PARTE DOIS – HEITOR
Eu tinha consciência de estar respirando. Eu tinha. Em algum lugar distinto do meu cérebro eu sabia que deveria respirar. Mas eu só queria saber o estado que minha mulher e minha filha se encontravam.
Depois que soube do acidente, corri de uma forma desesperada para o Hospital em busca de notícias, em busca de saber que Estela ainda estava viva.
E estava. Mas os médicos disseram que tinha uma grande chance de ela não sobreviver.
Eu não considerava essas chances. Nenhum pouco delas. Eu só queria que esse pesadelo tivesse fim, que eu finalmente pudesse ter minha família sob minha proteção.

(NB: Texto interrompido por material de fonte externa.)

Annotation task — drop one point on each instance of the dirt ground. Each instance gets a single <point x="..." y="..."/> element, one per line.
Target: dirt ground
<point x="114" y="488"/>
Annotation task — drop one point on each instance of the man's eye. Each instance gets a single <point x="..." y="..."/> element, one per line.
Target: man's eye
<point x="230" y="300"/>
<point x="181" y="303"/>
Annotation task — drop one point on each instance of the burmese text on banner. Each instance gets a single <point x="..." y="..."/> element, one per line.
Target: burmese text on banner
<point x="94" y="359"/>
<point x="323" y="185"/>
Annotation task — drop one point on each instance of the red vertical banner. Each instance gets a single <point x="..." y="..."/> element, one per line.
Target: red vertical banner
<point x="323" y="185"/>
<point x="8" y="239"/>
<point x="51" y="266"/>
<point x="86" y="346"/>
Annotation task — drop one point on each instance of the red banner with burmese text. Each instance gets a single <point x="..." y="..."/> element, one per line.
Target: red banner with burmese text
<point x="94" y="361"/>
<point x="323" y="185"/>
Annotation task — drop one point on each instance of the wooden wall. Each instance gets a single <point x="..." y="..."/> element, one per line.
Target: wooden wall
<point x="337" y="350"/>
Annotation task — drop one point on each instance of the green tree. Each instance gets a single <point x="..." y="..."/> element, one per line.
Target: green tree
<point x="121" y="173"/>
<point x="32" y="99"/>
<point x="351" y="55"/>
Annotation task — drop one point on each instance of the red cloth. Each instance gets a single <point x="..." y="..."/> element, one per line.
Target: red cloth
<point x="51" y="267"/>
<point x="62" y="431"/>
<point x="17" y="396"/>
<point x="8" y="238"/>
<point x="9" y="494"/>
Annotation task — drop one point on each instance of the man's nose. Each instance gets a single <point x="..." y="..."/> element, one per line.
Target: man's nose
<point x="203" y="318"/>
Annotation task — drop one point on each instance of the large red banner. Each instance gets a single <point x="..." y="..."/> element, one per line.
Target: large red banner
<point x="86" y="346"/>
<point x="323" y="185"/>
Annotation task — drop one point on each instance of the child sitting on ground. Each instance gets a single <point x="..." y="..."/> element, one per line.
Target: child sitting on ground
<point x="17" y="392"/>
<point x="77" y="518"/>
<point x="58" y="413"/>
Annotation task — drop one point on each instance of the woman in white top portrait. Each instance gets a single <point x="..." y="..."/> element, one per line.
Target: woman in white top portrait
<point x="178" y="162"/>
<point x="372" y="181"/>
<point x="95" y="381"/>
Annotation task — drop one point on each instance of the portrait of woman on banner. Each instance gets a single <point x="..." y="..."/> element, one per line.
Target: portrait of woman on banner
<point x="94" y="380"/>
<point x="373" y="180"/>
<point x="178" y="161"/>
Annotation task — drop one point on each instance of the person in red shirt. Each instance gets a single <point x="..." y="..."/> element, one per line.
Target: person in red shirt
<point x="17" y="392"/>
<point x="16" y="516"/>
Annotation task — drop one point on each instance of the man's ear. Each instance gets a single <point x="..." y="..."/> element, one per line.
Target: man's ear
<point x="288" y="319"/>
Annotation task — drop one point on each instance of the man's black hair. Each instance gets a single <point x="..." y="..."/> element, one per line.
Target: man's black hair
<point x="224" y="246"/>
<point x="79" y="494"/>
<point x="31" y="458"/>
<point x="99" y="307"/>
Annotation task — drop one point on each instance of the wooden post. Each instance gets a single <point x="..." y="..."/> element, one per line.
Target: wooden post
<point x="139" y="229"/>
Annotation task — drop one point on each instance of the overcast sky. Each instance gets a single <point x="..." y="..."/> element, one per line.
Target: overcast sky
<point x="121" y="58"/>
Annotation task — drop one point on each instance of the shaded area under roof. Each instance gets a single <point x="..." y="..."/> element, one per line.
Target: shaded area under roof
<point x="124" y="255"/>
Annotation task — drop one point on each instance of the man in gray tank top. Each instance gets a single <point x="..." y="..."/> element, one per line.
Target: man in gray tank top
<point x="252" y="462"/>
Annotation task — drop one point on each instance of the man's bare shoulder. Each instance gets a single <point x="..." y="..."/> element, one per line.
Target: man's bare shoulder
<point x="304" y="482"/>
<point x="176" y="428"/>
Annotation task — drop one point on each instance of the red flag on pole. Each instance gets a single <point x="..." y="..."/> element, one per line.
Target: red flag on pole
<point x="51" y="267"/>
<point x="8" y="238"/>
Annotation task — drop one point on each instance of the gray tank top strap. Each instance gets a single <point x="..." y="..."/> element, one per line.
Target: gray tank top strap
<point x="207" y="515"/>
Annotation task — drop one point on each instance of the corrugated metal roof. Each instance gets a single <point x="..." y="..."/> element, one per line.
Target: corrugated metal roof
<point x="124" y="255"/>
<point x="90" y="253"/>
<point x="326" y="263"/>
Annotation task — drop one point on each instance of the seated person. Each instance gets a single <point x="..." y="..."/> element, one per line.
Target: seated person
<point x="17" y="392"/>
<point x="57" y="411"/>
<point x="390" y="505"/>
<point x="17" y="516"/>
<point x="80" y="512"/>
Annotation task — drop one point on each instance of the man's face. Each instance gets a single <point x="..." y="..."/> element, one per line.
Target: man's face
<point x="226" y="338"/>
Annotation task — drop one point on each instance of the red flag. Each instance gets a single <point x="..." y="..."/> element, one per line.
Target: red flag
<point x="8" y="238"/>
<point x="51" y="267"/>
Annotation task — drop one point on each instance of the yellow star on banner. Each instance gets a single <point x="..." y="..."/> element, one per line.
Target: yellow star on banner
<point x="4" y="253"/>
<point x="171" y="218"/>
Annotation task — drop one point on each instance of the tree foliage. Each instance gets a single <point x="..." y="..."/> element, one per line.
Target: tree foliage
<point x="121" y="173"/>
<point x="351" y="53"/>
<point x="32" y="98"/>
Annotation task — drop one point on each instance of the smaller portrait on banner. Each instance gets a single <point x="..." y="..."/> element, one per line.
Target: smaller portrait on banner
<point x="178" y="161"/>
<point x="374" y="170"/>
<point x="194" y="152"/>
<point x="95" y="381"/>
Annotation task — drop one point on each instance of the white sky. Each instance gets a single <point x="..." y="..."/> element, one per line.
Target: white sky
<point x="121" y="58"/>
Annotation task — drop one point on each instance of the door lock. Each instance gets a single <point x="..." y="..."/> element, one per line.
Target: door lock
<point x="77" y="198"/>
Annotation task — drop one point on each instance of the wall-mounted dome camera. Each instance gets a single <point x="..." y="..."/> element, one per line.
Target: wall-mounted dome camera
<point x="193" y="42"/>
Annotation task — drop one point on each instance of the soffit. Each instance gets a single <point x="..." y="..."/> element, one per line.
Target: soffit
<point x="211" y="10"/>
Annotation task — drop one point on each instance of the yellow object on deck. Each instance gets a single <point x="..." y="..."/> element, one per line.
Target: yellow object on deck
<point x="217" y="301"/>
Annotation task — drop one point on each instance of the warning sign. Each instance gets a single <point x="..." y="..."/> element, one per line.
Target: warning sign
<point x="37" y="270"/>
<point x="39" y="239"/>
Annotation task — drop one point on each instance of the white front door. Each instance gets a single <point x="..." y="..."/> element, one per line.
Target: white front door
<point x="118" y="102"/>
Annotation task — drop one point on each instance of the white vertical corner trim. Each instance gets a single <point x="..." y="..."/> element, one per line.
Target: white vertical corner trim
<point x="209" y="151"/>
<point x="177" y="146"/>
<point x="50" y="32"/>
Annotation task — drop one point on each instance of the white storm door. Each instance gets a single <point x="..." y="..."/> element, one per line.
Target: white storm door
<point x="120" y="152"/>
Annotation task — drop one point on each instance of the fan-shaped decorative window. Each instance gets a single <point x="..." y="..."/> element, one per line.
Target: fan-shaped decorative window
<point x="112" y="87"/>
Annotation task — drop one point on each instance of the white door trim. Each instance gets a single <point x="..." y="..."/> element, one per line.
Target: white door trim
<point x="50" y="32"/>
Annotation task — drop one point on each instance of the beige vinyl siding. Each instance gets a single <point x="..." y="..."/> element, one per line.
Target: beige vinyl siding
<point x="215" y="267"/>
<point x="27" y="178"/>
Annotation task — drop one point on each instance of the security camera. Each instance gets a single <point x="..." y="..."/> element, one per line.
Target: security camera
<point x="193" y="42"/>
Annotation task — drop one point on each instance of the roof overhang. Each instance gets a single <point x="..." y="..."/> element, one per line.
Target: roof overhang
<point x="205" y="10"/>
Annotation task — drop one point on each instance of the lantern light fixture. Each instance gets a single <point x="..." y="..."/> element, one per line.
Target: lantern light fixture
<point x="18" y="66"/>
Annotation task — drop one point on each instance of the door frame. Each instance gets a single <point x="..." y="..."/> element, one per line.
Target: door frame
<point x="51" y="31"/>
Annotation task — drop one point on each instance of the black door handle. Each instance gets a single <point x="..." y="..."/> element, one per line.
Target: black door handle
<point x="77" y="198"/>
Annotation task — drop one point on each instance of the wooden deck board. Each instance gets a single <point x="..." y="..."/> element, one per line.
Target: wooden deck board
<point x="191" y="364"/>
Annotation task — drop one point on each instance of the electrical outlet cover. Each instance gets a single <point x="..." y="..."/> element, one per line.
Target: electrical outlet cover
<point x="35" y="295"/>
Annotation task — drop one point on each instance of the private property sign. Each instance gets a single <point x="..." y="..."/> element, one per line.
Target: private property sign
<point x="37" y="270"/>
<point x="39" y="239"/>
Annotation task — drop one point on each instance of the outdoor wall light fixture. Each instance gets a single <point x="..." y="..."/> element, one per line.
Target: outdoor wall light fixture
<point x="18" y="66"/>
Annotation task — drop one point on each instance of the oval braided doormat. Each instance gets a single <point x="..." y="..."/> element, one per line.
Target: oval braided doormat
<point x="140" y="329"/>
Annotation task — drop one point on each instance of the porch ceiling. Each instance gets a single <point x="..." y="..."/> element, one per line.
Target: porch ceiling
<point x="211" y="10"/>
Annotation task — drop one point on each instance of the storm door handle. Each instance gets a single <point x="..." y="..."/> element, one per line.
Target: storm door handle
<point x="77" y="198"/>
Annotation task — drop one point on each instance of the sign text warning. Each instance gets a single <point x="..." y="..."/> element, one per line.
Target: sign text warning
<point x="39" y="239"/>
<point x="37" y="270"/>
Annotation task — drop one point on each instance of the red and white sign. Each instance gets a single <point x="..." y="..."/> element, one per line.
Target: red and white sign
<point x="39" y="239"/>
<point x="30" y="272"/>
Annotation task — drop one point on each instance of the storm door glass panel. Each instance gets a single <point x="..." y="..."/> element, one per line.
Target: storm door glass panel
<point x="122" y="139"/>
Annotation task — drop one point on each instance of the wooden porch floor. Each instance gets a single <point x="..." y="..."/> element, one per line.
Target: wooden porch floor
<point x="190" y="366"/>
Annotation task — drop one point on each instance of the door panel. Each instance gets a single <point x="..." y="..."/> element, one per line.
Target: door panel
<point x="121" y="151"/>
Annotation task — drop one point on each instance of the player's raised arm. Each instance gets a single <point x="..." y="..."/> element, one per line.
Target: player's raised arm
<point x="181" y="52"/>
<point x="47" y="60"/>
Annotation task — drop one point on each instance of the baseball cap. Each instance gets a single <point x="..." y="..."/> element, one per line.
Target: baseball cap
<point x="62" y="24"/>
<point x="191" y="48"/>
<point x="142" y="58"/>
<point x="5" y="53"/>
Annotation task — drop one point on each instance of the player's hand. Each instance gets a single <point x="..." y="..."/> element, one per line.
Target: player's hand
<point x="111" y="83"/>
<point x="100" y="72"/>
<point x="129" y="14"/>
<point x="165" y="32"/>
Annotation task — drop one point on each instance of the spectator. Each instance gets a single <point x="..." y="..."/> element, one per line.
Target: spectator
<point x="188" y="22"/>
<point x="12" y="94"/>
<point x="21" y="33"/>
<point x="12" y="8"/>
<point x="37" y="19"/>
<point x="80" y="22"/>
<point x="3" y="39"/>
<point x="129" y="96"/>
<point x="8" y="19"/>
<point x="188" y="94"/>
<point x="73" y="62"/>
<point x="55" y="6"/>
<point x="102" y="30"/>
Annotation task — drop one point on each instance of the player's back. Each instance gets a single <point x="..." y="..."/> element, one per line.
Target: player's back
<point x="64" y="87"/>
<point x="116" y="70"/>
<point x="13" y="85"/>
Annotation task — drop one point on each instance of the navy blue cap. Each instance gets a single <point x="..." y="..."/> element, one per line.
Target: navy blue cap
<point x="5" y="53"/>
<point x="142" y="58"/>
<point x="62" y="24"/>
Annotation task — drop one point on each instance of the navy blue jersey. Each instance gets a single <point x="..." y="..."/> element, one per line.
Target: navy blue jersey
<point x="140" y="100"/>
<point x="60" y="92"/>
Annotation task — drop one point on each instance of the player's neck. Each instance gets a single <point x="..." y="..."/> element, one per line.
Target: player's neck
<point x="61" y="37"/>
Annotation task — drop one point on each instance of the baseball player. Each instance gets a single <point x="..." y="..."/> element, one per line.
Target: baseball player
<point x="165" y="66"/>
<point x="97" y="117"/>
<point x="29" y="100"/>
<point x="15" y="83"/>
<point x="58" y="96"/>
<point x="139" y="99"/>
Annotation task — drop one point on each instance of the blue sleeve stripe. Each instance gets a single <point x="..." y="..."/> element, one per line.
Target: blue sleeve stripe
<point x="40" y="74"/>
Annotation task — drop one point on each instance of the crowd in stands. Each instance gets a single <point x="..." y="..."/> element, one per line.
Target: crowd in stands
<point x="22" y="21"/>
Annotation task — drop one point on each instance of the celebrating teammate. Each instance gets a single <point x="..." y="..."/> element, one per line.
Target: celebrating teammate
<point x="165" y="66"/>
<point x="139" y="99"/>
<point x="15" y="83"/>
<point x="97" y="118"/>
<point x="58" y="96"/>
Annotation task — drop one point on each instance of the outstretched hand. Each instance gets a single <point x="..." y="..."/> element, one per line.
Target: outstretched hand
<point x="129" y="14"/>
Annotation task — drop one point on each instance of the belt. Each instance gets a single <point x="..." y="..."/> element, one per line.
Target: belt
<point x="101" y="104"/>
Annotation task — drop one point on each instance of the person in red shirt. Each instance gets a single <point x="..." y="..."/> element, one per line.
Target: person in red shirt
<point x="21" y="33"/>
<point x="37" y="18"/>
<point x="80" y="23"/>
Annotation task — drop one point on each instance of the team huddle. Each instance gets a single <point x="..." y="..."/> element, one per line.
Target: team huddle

Queria poder abraça-las e dizer a elas que eu iria protegê-las. Mas isso não era verdade. Eu não podia dar o refugio que elas tanto queriam.
Por fim um médico veio falar comigo.
– Conseguimos salvar a menina, mas o estado de sua mulher é grave. – Disse ele, de um modo objetivo.
Depois de uma hora o mesmo médico de antes veio me disser o que eu temia.
– Seu estado não melhorou. Se quiser pode vê-la
agora.
Senti com se meus passos fossem mecânicos. Eu não imitia a ordem de mexê-los, apenas seguia o caminho até eu mesmo me deparar frente a frente a uma porta com o número 22.
Abri a porta lentamente, tentando ser o mais silencioso possível. Estela estava deitada com vários aparelhos ao redor.
Lágrimas apareceram em meus olhos e quis espantá-las, no entanto elas não queriam ser reprimidas, necessariamente porque eu não queria impedir de ser retirado da lama em que eu me atolava agora.
Eu queria Estela. Viva.
Debrucei-me sobre seu corpo, afagando levemente seu rosto.
– Eu... – tentei dizer com a voz embargada. Respirei fundo e continuei: – Eu estou aqui, amor. Não precisa se preocupar.
Algo iluminou seu rosto. Seus olhos se abriram.
Levei os lábios de encontro aos seus. Lábios. Lágrimas. Uma estranha mistura.
Naquele momento, seu olhar era uma arma com todas as balas prontas para atirar em mim.
– Eu quero... minha filha. – Estela disse falhando a voz.
– Ela esta bem, meu amor. Eu te amo. Muito. – Eu disse.
– Cuide... dela... pra mim? – Estela perguntou novamente sem forças.
– Nós dois vamos cuidar dela. Não diga isso. Você vai ficar bem... – Tentei dizer, mas desta vez minha voz perdeu-se antes de eu completar o que eu iria dizer.
– Cuide de minha Luíza. – Ela disse, forçando um sorriso.
Ela já sabia qual nome iria dar a menina. Luíza. Eu havia concordado. Porque Luíza é renascimento. É uma nova vida.
Seus ombros cederam, sua respiração foi um pingo no vazio. Sua lágrima bastou. Ela estava morta. E eu possivelmente também estava a certa altura dos acontecimentos.
A máquina que não podia sentir emoção alguma emitia sem parar, ecoando no cômodo grande demais o sinal que ela tinha partido. Minha Estrela tinha partido.
Minha Estela se foi.
Enquanto o barulho da máquina assinalava firmemente que ela tinha partido, me dirigi á porta. Meu corpo cedeu. Eu desmaiei.
Duas horas depois eu estava de pé. Rasgado por dentro com um imenso buraco no lugar do coração.
Procurei onde estava minha filha, certa enfermeira me disse que por ela ter nascido as pressas teve que ficar em uma incubadora.
Aproximei-me do vidro que me deixava á poucos metros da minha filha. E por aquele vidro mesmo, eu disse:
– Durma minha Luíza. Durma. O papai esta aqui.